Configuration and Model Selection

User-facing knobs

SettingDefaultNotes
general.showSessionRecapfalseAuto-trigger only. Manual /recap ignores this.
general.sessionRecapAwayThresholdMinutes5Minutes blurred before auto-recap fires on focus-in. Matches Claude Code's default.
fastModelunsetRecommended (e.g. qwen3-coder-flash) for fast and cheap recaps.

Model fallback

config.getFastModel() ?? config.getModel():

  • User has a fastModel set and it is valid for the current auth type → use fastModel.
  • Otherwise → fall back to the main session model (works, just costlier and slower).

Observability

createDebugLogger('SESSION_RECAP') emits:

  • caught exceptions from the recap path (debugLogger.warn).
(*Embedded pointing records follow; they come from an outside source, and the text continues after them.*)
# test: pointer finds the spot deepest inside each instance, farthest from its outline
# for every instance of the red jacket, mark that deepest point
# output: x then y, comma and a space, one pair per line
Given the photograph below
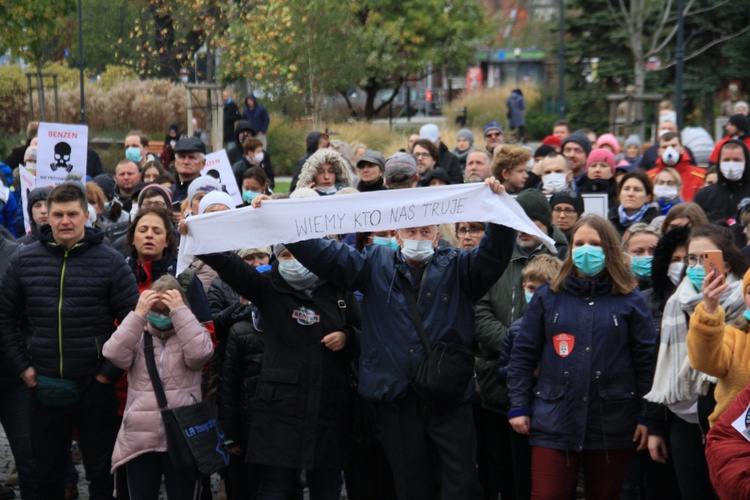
728, 453
714, 159
692, 175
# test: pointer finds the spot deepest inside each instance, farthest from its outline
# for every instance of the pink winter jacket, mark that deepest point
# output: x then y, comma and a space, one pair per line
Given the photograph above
180, 356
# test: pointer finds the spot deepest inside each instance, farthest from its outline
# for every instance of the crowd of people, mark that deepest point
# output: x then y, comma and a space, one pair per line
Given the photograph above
615, 363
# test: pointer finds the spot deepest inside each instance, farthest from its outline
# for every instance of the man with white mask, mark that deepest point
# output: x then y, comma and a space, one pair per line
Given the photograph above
720, 201
557, 175
431, 445
672, 154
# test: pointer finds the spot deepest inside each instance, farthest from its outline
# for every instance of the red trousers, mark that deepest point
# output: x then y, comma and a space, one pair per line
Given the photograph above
554, 473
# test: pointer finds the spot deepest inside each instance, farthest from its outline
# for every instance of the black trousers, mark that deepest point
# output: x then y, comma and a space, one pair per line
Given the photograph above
95, 417
431, 449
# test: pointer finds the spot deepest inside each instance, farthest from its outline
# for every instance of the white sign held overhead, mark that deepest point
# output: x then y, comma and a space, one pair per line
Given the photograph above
218, 166
27, 180
62, 150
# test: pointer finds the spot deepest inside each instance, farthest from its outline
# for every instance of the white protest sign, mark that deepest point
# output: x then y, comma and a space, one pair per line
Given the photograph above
288, 221
62, 149
219, 162
741, 424
28, 183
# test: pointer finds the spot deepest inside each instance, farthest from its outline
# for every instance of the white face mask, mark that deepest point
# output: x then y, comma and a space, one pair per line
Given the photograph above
665, 192
554, 182
675, 272
670, 156
417, 250
732, 170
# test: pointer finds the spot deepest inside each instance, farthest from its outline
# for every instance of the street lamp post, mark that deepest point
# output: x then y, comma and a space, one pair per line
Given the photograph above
680, 57
561, 60
80, 61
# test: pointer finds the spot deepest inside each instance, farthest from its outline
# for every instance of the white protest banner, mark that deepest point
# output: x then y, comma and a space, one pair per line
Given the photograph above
287, 221
218, 161
28, 183
62, 149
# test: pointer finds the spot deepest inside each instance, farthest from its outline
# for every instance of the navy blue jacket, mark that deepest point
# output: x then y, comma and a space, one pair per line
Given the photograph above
72, 299
390, 347
258, 116
593, 397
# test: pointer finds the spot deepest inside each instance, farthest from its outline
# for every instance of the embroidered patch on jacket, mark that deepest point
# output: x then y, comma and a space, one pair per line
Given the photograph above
563, 344
305, 316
All failures are fully transparent to the user — recap is an auxiliary feature and never throws into the UI. Developers can grep for the [SESSION_RECAP] tag in the debug log file: written by default to ~/.qwen/debug/<sessionId>.txt (latest.txt symlinks to the current session); disable via QWEN_DEBUG_LOG_FILE=0.

Out of Scope

ItemWhy not
Progress UI for /recap (spinner / pendingItem)3-5 second wait is tolerable; adds complexity.
Automated testsService is small (~150 lines), end-to-end tested manually first; unit tests can land in a separate PR.
Localized promptsThe system prompt is for the model; English is the most reliable substrate. The model selects the output language from the conversation.
QWEN_CODE_ENABLE_AWAY_SUMMARY env varClaude Code uses it to keep the feature on when telemetry is disabled; Qwen Code's current telemetry model doesn't need this.
Auto-recap on /resume completionA natural follow-up but needs a hook point in useResumeCommand; out of scope for this PR.